But what is causing this? The ‘long-hours culture’ that we have in the UK, particularly around London where the problem is at its worst.
Hang on a moment. I would like to think about this. If you go to work and perform your duties in your working day, why do you need to work any longer than your hours? Whether you have children or not, one of the biggest issues I have with employers is that employees are expected to put in more hours to show they are dedicated staff. For what though? If an employer hires someone for a position, they need to ensure that the workload is sensible. If an employee needs to stay on excessive hours to complete their work, then surely the employer has made a fundamental mistake and rather than expecting someone to work beyond their hours (or a little extra, which I am sure is perfectly acceptable), they need to considering re-evaluating the workload or hiring a new person.
This is nothing new and has nothing to do with an ‘economic downturn’.
Ten years ago I worked for a company where the culture was very much (a) that your ‘working hours’ meant nothing and (b) your own time meant equally little. For example, it was positively frowned upon if you worked your ‘hours’ (9am – 5.30pm). If you left on time other people in the office would say things like “half day then?” Ridiculous. Most people were in (me included) by 7am and didn’t leave until at least 6pm. What did I do then? Well, I took my laptop home and continued to work until around 9-10pm. My bosses would expect an answer from me if they emailed in the evening. I would be asked to fly at weekends (so they could get better air fares) and yet I was never offered time off in lieu. Often I was asked to stay on when overseas so that they could, again, fly me home at a weekend. Charming.
So, you’re keen to know how this enhanced my career aren’t you. You want to know that I marched up the ladder of success and did really well in the job.
Sorry to disappoint you.
It wrecked my marriage due to the long hours and arguments about me “never putting that bloody laptop down” and I missed out a huge amount of time with my, now, teenage daughter who was just 18 months when I started the role.
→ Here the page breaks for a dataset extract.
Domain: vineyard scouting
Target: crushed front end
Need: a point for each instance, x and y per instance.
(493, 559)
Why? Well, I was at work before she woke in the mornings and home from work after she was asleep at night.
So, what benefit did this give me within the company and for my career? I can tell you. It came to the first round of redundancies due to the company being over-valued by the Stock Market and I, along with 100 other people (out of 800 in the company) were made redundant. Thanks for nothing.
Would I ever work like that again? Not a hope in hell.
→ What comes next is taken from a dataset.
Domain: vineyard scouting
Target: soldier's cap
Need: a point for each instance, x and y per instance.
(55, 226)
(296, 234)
Would I ever sacrifice my family (which it was my choice to have remember) for a job. No, never.
Am I naive to say this? Maybe from an employer’s point of view, yes but do you know what, I think if more people said enough is enough, then this culture would stop. However, in the UK we are well known as sheep aren’t we. We just follow what the rest of the herd does.
People say they have to work long hours to keep on top of their workload or to ensure that their job is safe with all the competition just waiting to sit at their desk. Really? There is job security out there? Please tell me where it is as I’ve not seen it and I can provide you with a very long list of people I know who worked their socks off doing ridiculous hours for companies to just be cast aside when the cutbacks came.
Your children are only young once. Life is short. Forget the emails for an extra evening. Get home on time a few nights a week and spend time with them. There is no point working yourself into an early grave if the outcome of that is that your own family hardly know you.